Why Other Companies Should Take A Page From The Middle-Market Playbook

John and Anne had worked together to grow a mid-market business for more than 20 years. This married couple built a company that serves Fortune 100 companies with brick-and-mortar renovation needs.

The husband, an Army veteran, had no MBA or venture capital behind him, but he did have a motto. He had gotten it from a superior in the U.S. military: “Amateurs talk strategy. Experts talk logistics.” By the time they were ready to transfer their company, they had almost $100 million in annual revenue, a testament to their grit and can-do attitude.

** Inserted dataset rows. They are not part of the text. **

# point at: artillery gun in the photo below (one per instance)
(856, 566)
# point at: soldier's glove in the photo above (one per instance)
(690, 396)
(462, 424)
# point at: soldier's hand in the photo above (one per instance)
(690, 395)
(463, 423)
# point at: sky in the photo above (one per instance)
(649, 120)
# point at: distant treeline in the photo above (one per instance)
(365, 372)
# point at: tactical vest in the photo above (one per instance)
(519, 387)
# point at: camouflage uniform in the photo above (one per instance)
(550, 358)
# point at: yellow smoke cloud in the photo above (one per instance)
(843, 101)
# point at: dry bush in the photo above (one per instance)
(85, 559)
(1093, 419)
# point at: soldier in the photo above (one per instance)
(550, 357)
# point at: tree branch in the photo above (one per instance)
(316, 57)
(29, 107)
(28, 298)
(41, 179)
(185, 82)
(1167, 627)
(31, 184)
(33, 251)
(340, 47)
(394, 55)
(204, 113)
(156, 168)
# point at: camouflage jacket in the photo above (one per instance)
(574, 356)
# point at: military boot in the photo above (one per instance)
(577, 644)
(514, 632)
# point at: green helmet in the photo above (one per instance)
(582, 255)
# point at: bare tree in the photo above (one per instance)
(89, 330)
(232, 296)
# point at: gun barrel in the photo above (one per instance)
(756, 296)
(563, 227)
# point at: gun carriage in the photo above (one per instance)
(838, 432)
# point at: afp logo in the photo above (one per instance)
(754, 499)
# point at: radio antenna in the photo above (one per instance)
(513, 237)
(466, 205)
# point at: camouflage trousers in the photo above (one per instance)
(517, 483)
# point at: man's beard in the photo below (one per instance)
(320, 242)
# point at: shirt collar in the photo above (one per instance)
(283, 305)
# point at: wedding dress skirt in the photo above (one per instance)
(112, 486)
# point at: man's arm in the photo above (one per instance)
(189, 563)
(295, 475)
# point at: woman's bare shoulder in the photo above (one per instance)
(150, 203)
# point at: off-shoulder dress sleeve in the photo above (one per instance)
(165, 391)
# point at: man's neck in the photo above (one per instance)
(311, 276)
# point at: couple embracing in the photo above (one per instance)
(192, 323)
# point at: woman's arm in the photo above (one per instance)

Companies like this power the U.S. economy post-Covid, allowing the U.S. to outpace all other industrialized nations in economic growth. Collectively the segment represents one-third of private sector GDP and produces over one-third of U.S. employment.

 

These middle-market, privately owned companies with revenues between $10 million and $1 billion have been the pragmatic engines of the U.S. economy, little understood and underappreciated. What makes them tick, and what can other entrepreneurs learn from their success?

Economic Powerhouses

A new survey from the National Center for the Middle Market (NCMM) sheds some light on this “Mighty Middle Market.” First of all, mid-market companies overperform when compared to multibillion businesses. Last year, according to the survey, middle market companies reported year-over-year revenue growth of 12.4%, a number higher than the estimated earnings growth rate for the S&P 500.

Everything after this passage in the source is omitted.